Judicial orders affecting substantial rights (and, other than taking away a people’s freedom or their life, taking their children, money and residences are about the most important things one can take from them) require legitimacy in a democratic culture. While many family court judges scrupulously follow the mandates of Rule 26 in drafting final orders, such rigorous adherence is not as uniform as it should be. Further temporary orders contain none of the legitimizing constraints that are a hallmark of “judicial” decision making. A legal culture that puts its police powers behind judicial rulings that lack the hallmarks of judicial decision making puts its whole legitimacy into question. Many of the citizen complaints regarding family court are not the crackpot complaints of dissatisfied litigants but are merely a less analytical version of these concerns.

  • I find nothing in Rules 21 or 26, SCRFC, that exempts temporary order from the requirements of Rule 26. Rule 26(b) does have the proviso “unless good cause is shwon to the court why additinal evidence or testimony may be necessary.” Show the court that due process requires the right to cross examine an affiant.

    I have alwasy been puzzled by the evidence being “confined to pleadings, affidavits, and financial declarations.” I know of no other situation that a pleading is considered evidence. Does this make the lawyer who signs the pleading a witness?

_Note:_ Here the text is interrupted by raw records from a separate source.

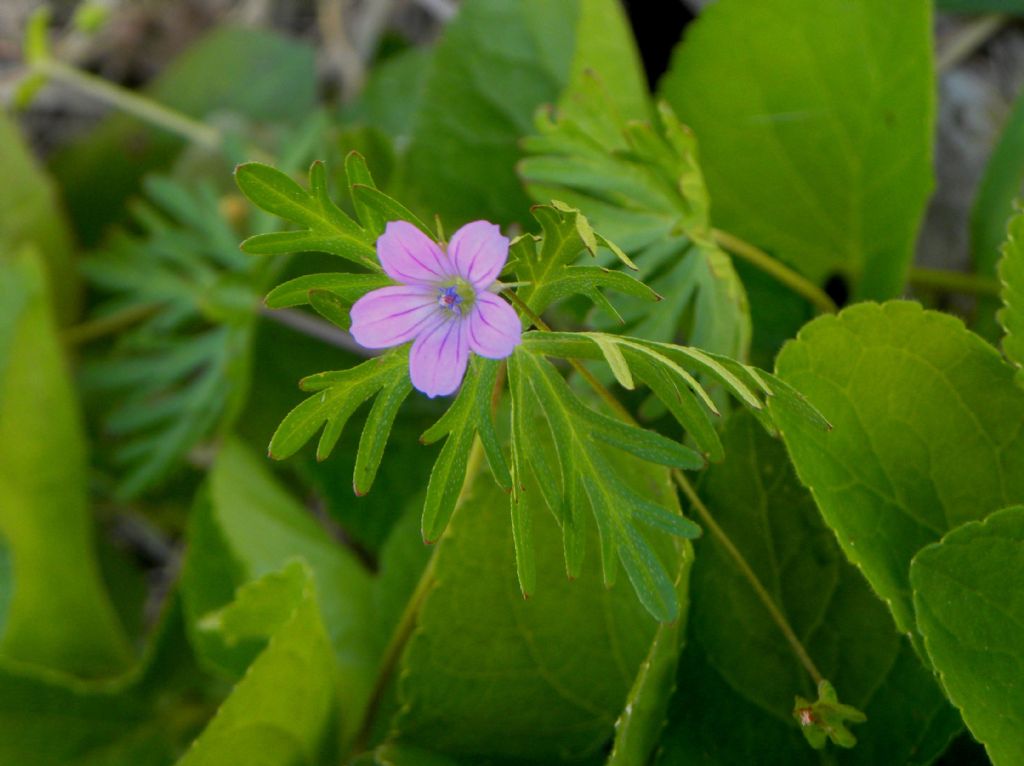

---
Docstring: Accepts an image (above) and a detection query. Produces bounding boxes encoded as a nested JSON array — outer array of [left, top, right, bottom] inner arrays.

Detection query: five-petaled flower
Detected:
[[350, 221, 522, 397]]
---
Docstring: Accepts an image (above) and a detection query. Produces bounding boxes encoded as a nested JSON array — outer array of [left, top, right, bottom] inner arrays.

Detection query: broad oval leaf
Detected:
[[910, 506, 1024, 766]]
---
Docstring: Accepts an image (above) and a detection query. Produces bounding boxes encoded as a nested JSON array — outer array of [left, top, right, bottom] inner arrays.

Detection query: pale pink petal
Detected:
[[349, 285, 441, 348], [377, 221, 453, 285], [409, 316, 469, 398], [449, 221, 509, 290], [466, 292, 522, 359]]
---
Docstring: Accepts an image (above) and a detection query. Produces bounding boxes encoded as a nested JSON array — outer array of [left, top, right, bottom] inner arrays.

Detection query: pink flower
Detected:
[[350, 221, 522, 398]]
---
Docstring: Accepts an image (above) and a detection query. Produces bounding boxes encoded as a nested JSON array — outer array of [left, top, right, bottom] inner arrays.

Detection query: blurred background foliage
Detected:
[[0, 0, 1024, 766]]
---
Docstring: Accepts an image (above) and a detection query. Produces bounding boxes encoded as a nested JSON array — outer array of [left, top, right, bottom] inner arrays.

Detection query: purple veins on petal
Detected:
[[465, 292, 522, 359], [447, 221, 509, 290], [377, 221, 454, 285], [409, 314, 469, 398], [349, 285, 440, 348]]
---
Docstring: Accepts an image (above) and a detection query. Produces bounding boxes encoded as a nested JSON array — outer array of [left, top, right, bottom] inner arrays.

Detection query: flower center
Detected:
[[437, 280, 476, 314]]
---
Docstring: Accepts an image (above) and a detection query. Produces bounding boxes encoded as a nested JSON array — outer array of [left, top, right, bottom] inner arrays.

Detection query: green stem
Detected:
[[32, 58, 223, 152], [908, 268, 1001, 298], [712, 228, 836, 313], [672, 469, 824, 686], [935, 13, 1010, 74], [352, 430, 489, 753]]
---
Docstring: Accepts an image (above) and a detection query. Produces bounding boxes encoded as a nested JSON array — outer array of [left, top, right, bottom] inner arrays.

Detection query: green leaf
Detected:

    If one truly wants to challenge Rule 21 as a denial of due process, I think there is an exception to the appeal of interlocutory orders that allows an appeal where a situation would otherwise be incapable of appellate review.

  • California observer

    I assume the reason temporary orders have fewer requirements is so they can be done faster, which seems reasonable…a full justification and explanation takes time to construct. If in fact there is a practical reason for skipping the justification step, how would you propose making such orders more “judicial” without slowing down the whole system?

    • I propose slowing down the system. Most states, including California, allow for limited testimony at the first hearing. Rendering life-altering decisions on issues like child custody and possession of the marital home with such limited due process leads to numerous unjust temporary decisions. The courts then tend to have to devote substantial resources, as the aggrieved party attempts to undo the result of an unjust temporary ruling, which the other party naturally resists.

      A little more attention on the front end might obviate the need for a lot more attention down the line: that is, more docket time devoted to temporary hearings might lead to less docket time needed for subsequent temporary hearings or trials.